Retired class of New York City Subway car

The R6 was a New York City Subway car model built from 1935 to 1936 for the city-operated Independent Subway System by three manufacturers under separate orders, the American Car and Foundry Company, Pullman Standard, and Pressed Steel Car Company. A total of 500 cars were built, numbered 900–1399, and arranged as single units. There were three versions of the R6: R6-1, R6-2, and R6-3. The R6s were a continuation of the R4 fleet and look almost the same, except that the R6 had a two-pane front window compared to the R4's one-pane window.

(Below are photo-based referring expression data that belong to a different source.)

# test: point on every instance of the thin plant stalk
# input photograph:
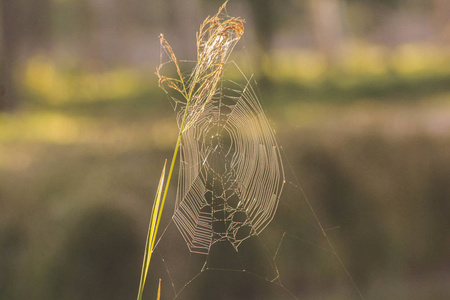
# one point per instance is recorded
(151, 234)
(215, 40)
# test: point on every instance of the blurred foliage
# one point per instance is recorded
(368, 138)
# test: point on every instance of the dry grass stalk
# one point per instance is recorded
(216, 39)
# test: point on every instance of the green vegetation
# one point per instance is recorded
(77, 175)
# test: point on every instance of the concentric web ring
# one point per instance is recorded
(231, 176)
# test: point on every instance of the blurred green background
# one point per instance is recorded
(358, 91)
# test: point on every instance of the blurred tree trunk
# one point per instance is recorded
(10, 17)
(264, 16)
(327, 28)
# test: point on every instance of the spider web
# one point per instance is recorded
(242, 227)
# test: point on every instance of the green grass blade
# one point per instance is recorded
(151, 234)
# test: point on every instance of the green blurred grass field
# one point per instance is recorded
(79, 165)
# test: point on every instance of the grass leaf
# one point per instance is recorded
(151, 235)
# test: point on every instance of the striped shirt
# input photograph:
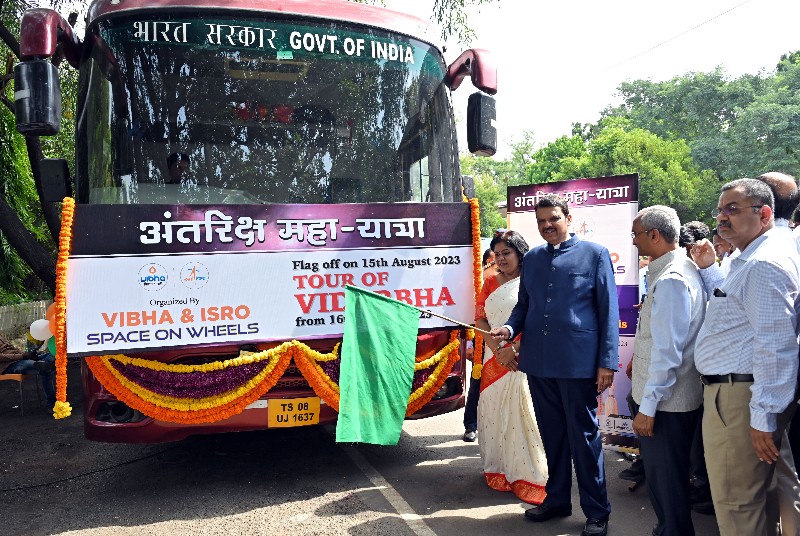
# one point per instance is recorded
(751, 327)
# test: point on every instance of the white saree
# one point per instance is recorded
(511, 447)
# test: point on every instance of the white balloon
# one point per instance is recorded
(40, 330)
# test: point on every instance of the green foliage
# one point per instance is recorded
(666, 170)
(735, 127)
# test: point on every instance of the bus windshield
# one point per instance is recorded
(194, 108)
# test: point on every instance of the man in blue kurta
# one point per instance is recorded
(568, 314)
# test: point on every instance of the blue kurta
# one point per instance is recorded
(567, 311)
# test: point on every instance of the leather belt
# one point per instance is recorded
(709, 379)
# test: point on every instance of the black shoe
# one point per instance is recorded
(634, 473)
(700, 494)
(595, 527)
(44, 366)
(706, 508)
(543, 512)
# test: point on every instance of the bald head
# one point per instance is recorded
(784, 188)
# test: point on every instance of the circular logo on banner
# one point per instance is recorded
(194, 275)
(153, 276)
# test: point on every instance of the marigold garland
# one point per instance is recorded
(447, 357)
(225, 405)
(477, 277)
(193, 411)
(62, 408)
(218, 407)
(321, 383)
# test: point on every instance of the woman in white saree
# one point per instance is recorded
(511, 448)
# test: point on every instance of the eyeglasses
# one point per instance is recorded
(730, 210)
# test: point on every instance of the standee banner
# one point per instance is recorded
(602, 210)
(143, 277)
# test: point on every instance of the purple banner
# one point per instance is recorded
(107, 230)
(628, 297)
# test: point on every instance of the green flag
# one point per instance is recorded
(377, 367)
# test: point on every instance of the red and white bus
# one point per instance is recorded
(237, 163)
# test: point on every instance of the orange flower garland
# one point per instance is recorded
(477, 278)
(62, 408)
(193, 411)
(201, 410)
(424, 394)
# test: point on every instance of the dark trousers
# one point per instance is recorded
(666, 463)
(794, 438)
(471, 406)
(566, 410)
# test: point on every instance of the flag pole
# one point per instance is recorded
(470, 326)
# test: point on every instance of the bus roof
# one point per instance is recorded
(378, 17)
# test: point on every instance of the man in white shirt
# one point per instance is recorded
(747, 355)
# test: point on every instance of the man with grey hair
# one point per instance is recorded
(664, 377)
(746, 353)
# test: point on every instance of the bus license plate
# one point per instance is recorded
(286, 412)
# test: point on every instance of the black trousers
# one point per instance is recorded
(666, 463)
(471, 406)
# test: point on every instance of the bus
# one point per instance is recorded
(237, 164)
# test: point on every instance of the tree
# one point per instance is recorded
(29, 228)
(668, 175)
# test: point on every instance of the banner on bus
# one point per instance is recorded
(602, 211)
(143, 277)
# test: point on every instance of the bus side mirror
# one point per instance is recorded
(468, 185)
(481, 132)
(37, 98)
(55, 179)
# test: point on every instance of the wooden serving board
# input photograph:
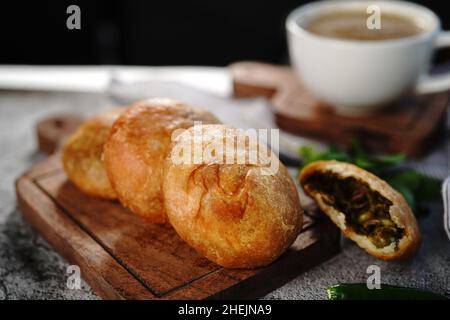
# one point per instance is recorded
(123, 257)
(408, 126)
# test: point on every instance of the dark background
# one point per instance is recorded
(152, 32)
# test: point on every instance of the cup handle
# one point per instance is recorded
(437, 83)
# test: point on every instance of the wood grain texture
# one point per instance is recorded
(408, 126)
(122, 257)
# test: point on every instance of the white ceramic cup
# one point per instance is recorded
(359, 76)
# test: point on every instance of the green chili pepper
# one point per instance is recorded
(359, 291)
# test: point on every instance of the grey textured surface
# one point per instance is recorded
(30, 269)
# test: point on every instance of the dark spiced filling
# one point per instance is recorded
(366, 211)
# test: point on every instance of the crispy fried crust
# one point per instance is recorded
(233, 214)
(135, 152)
(399, 211)
(82, 152)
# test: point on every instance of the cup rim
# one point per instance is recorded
(295, 28)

The R6s were used primarily for increased service in Queens and Brooklyn. They served exclusively on all IND lines for most of their service lives, but were also used on the BMT Division's Eastern Division's and lines during their final years of service. The R44s and R46s replaced the R6 cars, and they made their final runs in 1977. After retirement, most of the fleet was scrapped, but several R6-3s and one R6-1 have been preserved.

==Description==
The R6s were numbered 900–1399. The contract had three separate orders from different manufacturers due to the large order. The R6 separate orders were R6-3 (American Car and Foundry Company, cars 900–1149), R6-2 (Pullman Standard, cars 1150–1299), and R6-1 (Pressed Steel Car Company, cars 1300–1399). Regardless, all three orders were nearly identical to each other.

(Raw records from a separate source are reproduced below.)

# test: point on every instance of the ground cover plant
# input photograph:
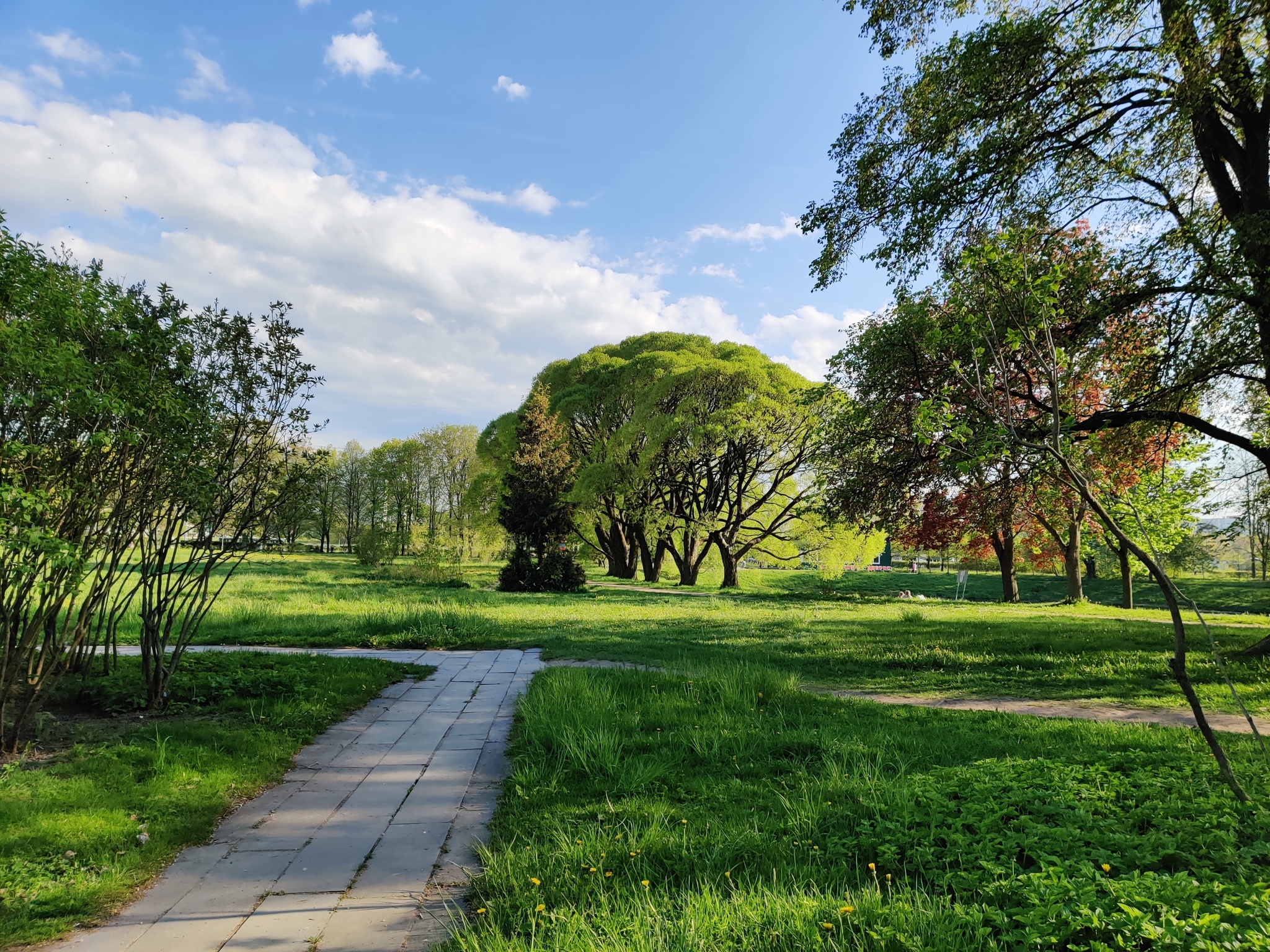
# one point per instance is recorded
(727, 809)
(871, 643)
(110, 794)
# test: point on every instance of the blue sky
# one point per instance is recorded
(450, 195)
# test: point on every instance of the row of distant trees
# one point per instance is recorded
(402, 495)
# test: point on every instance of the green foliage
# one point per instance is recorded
(753, 813)
(234, 725)
(375, 546)
(535, 509)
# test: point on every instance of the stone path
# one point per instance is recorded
(368, 840)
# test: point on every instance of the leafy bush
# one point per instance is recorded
(558, 571)
(375, 546)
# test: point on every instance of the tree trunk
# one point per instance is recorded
(730, 564)
(1178, 663)
(1072, 563)
(1126, 579)
(1003, 545)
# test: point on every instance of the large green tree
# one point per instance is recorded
(1151, 117)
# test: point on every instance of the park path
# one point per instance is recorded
(366, 844)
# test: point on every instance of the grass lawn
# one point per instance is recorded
(846, 639)
(732, 810)
(109, 795)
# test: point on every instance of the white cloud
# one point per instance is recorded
(409, 299)
(717, 271)
(531, 198)
(809, 337)
(513, 89)
(535, 198)
(361, 54)
(47, 74)
(753, 232)
(208, 79)
(66, 46)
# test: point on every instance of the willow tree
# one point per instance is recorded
(729, 436)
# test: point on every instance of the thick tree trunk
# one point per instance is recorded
(1126, 579)
(1072, 563)
(730, 564)
(1003, 545)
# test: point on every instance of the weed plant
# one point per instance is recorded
(732, 810)
(109, 795)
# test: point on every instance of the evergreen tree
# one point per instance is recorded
(534, 509)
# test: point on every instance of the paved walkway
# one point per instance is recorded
(366, 844)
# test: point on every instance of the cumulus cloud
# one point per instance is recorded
(66, 46)
(753, 232)
(414, 304)
(513, 89)
(207, 81)
(360, 54)
(531, 198)
(808, 337)
(717, 271)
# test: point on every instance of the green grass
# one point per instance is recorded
(869, 643)
(732, 810)
(75, 809)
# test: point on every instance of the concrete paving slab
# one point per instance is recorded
(283, 924)
(361, 924)
(380, 814)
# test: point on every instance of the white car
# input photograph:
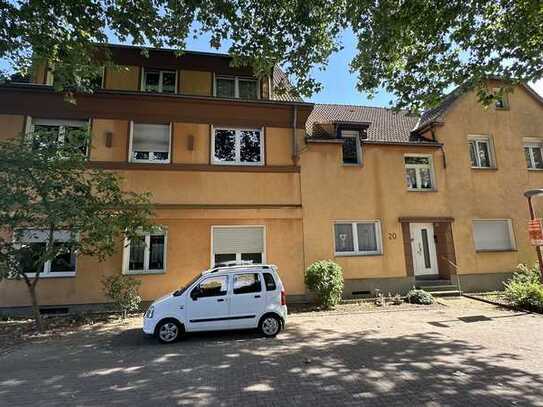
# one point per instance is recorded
(225, 297)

The R6s were ordered to equip extensions of the IND in Brooklyn and Queens. They were used for service on the IND exclusively until 1976, when a few were displaced from the IND by the new R46 and transferred to the East New York Yard.

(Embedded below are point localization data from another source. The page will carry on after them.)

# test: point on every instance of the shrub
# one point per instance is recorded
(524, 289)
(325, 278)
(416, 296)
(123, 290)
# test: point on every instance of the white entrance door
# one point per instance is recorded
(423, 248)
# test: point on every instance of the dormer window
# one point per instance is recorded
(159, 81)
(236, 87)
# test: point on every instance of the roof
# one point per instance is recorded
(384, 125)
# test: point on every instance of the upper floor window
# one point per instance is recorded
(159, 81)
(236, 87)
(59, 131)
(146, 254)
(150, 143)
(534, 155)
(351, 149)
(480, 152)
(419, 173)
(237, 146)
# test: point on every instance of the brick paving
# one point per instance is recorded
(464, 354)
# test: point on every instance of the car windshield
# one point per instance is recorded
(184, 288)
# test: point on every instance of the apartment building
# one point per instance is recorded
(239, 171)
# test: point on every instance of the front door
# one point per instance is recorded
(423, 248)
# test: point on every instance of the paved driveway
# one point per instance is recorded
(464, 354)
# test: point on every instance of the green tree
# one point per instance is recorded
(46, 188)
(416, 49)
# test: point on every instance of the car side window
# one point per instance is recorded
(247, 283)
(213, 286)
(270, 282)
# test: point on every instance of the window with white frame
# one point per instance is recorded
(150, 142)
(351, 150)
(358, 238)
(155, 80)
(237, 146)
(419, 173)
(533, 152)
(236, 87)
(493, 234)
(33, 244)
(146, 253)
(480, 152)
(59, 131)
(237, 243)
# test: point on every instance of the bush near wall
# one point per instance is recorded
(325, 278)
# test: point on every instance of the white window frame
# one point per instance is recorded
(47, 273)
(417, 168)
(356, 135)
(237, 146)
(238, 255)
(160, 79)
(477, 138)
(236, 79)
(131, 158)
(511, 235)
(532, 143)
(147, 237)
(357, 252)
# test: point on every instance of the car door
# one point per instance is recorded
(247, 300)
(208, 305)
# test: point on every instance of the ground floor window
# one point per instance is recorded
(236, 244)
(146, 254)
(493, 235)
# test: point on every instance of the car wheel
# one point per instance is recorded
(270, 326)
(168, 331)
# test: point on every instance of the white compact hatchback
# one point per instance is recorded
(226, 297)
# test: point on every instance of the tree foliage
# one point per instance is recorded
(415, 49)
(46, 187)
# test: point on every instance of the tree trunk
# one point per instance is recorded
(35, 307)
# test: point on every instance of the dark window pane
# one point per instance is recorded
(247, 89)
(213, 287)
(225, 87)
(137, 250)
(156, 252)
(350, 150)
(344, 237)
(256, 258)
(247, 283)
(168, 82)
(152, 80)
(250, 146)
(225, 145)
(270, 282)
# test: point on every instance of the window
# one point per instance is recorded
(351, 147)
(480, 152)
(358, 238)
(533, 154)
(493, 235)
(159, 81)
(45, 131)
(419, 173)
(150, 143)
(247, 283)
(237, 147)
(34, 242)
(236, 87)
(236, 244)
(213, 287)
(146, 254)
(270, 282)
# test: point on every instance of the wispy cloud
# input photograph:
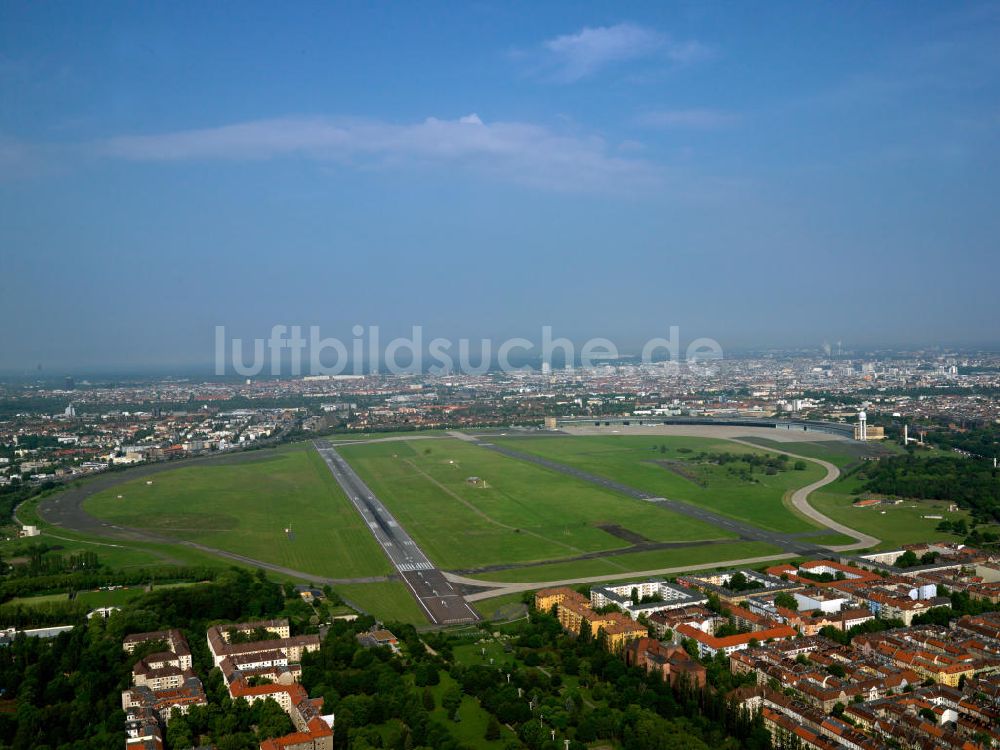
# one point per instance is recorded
(518, 152)
(570, 57)
(694, 119)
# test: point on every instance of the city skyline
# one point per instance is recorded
(766, 177)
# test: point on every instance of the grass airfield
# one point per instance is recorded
(519, 522)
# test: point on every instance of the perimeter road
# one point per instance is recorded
(440, 600)
(788, 542)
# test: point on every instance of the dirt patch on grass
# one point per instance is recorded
(681, 469)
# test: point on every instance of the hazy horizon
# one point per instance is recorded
(773, 176)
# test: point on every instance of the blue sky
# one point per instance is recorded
(763, 174)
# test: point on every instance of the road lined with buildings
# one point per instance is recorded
(440, 600)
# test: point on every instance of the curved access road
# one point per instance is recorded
(800, 501)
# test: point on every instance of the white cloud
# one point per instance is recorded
(571, 57)
(698, 119)
(517, 152)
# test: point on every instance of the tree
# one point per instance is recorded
(492, 729)
(451, 700)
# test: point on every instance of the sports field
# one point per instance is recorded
(246, 508)
(514, 512)
(676, 473)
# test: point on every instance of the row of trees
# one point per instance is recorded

Many R6s were replaced by renumbered R1s and R4s beginning in 1973 as the R44s were arriving. These continued to run on the IND until 1976 and on the BMT Eastern Division until 1977.

==Preservation==
Upon their retirement, most R6 cars were scrapped. However, seven examples have survived into preservation:

- R6-3 cars 923 and 925 were converted to revenue collection cars and formerly renumbered R247 and R248, respectively. Once they were no longer needed as work cars, they were purchased and preserved by Railway Preservation Corp. They remained stored in Coney Island Yard for many years until they were moved again to 207th Street Yard. Restoration will be needed if these cars are to run again.
- Part of R6-3 car 978 was repurposed into a deli (Golden's Deli) at the Staten Island Mall until the deli was closed in January 2012, though it does not have trucks. The owners of the deli placed the car in storage and ultimately decided to sell the car. The car was successfully sold and was restored by a private owner in Warwick, NY.
- R6-3 car 983 was originally on private property in Jacksonville, Florida, where it was used as a tool shed until 2013. It was purchased by the Craggy Mountain Line in Asheville, North Carolina in early 2013 and has been restored to operating service for their museum. The car uses trucks from scrapped R32s.
- R6-3 car 1000 is preserved by Railway Preservation Corp. and restored.
- R6-3 car 1144 is preserved at the Buckinghamshire Railway Centre in Quainton, England, though it does not have trucks. It was repurposed into a cafeteria for the museum.
- R6-1 car 1300 is preserved by Railway Preservation Corp. and restored.

R6-2 car 1208 was previously preserved by the New York Transit Museum. However, it was scrapped during the 1980s, along with several other museum cars.